Dr. Andy

Reflections on medicine and biology among other things

Friday, October 21, 2005

More innumeracy

From an article about rich young doctors at the mag Medical Economics
"To have $1.5 million in a retirement plan by 65, a 35-year-old physician would have to consistently fund $42,000 each year," says Sherman L. Doll, a CPA and financial adviser from Walnut Creek, CA.
Either that or Mr. Doll expects really bad returns from the market over the next 30 years. Think about it, if you contributed $42K/year for 30 years, your principal (and it is principal, not principle) would equal 1.26 million. According to my Excel based calculations (I don't have a calculator with logarithmic functions around) you'd need a whopping annual return of a bit under 1.2% to make it to 1.5 million. That is well under the real return of inflation-indexed treasury bonds.
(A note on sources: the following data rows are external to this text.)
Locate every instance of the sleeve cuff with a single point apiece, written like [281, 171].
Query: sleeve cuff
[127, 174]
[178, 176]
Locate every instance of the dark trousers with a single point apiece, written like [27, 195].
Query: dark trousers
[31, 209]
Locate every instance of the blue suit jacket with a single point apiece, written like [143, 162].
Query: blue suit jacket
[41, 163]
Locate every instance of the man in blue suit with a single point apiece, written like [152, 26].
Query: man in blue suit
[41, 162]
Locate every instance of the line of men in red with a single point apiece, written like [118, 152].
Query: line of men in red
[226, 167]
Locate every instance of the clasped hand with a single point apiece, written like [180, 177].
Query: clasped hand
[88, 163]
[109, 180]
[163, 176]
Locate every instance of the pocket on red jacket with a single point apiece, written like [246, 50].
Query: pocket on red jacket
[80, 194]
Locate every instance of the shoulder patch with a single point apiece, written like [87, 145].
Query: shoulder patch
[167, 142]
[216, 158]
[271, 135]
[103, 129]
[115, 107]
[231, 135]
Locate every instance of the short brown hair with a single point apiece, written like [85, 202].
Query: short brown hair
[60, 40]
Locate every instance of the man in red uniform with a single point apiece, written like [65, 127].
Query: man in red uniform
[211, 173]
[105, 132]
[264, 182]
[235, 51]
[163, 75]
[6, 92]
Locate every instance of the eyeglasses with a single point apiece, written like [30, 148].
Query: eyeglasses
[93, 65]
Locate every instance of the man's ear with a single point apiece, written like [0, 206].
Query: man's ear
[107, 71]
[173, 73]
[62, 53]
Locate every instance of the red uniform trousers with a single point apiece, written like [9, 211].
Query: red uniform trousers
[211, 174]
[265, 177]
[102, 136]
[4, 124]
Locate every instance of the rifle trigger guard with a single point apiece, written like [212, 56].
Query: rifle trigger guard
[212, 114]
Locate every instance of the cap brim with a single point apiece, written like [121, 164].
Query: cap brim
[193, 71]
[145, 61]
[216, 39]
It doesn't even matter if the market goes to hell in the first few years since you have plenty of time to earn it back. Even if the market went to zero at year 5 (that is you lost all you'd invested up till then) a modest 3% yearly return would get you to 1.5M. Hopefully, Mr. Doll was misquoted, otherwise I don't think I'd want him as my CPA.

2 Comments:

At 3:47 PM, Blogger Harriet said...

I haven't done the calculations as yet, but perhaps the model was putting the future amount in current dollas and assuming some absurd amount of hyperinflation?

:-)

 
At 7:14 PM, Blogger Sherman L. Doll, CPA/PFS said...

Yes, Andy, I was misquoted. What I was trying to explain to the article author is the probability of having $1.5 million or more at age 65 given the following assumptions: fund $42K annually to a PS plan for 30 years, 70/30 diversified allocation of invested funds, and an annual return of 8.4% +/- 12.5%. The result is a 66% probability of having $1.5 million or more. But, that also means there's a 34% chance of having less than that figure. If you gotta have that much money at retirement, then a 34% error rate is pretty high. The error in your analysis is the use of an average rate of return and ignoring the volatility of returns. One might sail along with great returns and then have a string of loss years when the principal is highest. That can kill a portfolio. If you could choose when to take your bad years you'd choose the earlier years in the accumulation process.

The projections were created using Monte Carlo modeling software.